In this case, Khruu Kitiya’s one student spent a half-hour debating with her during class about why the Thai government should just march right in (between coups) and fix all the problems with the language. Those unarticulated consonants? Get rid of them! Those confusing spellings that come from Sanskrit? Change them! He wanted to know why, if the language had these “problems,” someone didn’t fix them.
Khruu Kitiya, with extraordinary patience that is characteristic of the Thais, tried to explain that even if the government wanted to change the language, they couldn’t. The language is a deep part of the Thai people’s culture and it is the way it is because it is a reflection of the many cultures and people who eventually became a part of the country. (In fact, as a historical side note, the Thai government has tried to change the language before under the military leader Field Marshal Pibulsonggram during the World War II era. The changes did not stick.)

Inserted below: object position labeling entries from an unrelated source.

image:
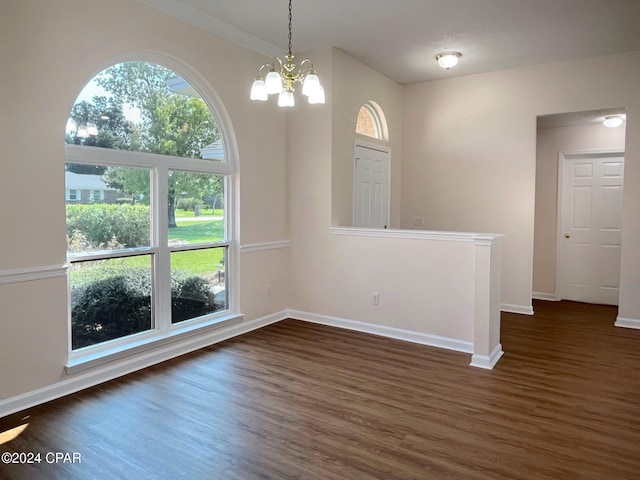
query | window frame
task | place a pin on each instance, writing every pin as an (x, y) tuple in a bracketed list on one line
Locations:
[(162, 327)]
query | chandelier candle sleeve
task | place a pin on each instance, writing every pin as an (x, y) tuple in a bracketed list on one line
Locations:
[(282, 77)]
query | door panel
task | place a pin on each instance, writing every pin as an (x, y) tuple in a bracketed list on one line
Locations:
[(590, 228), (371, 206)]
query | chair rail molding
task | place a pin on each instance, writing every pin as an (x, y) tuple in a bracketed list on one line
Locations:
[(30, 274)]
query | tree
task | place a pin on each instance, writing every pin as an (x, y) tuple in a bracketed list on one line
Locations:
[(170, 124)]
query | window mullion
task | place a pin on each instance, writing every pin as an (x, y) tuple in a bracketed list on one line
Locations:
[(162, 264)]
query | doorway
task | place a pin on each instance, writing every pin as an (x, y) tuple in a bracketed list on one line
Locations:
[(575, 140), (590, 226), (371, 189)]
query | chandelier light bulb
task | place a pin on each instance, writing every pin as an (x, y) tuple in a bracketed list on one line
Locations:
[(273, 82), (448, 59), (283, 76), (310, 85), (318, 96)]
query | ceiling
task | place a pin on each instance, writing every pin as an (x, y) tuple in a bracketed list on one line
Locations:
[(400, 38)]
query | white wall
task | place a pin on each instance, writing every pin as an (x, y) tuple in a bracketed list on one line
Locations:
[(551, 142), (49, 50), (427, 285), (469, 157)]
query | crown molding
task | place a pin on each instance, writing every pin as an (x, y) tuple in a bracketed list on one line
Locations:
[(214, 25)]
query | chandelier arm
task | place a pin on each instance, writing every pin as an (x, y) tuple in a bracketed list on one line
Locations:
[(262, 67), (290, 16), (306, 66)]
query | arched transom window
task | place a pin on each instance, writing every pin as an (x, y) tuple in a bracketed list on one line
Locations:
[(147, 201), (371, 121)]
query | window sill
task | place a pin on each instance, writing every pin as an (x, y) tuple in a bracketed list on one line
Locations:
[(175, 334)]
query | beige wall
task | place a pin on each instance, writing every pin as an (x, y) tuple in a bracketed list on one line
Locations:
[(551, 142), (426, 286), (466, 161), (50, 49), (469, 156), (354, 84)]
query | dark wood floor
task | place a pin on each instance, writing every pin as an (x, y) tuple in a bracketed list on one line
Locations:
[(301, 401)]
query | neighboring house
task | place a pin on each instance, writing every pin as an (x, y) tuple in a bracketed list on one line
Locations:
[(81, 188), (463, 158)]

The student used the analogy of an old sofa. If you had an old sofa in your house and you knew it no longer was useful, why wouldn’t you just through it out? Needless to say, Khruu Kitiya was not won over by that analogy.
What I don’t understand is why someone would come to a country and choose to study the language if he or she was not prepared to accept it on its own terms. Why would someone be so arrogant as to think that his or her perspective on what was “right” or “wrong” for another language was superior to the way the language already is?
While Khruu Kitiya wanted to remain non-confrontational, I encouraged her to ask the student next time – in a friendly and non-confrontational way – whether in his country (Italy) it is considered polite to go into someone else’s house and criticize their furniture. She could explain that in Thailand, one doesn’t go into a house as a guest and then suggest the sofa be thrown out.
Anyhow, this is the type of thing that keeps me from hanging out with many expats. Whether it be the language or a dozen other things, there are many people who seem to lack any understanding of how to appreciate the culture they have chosen to live in.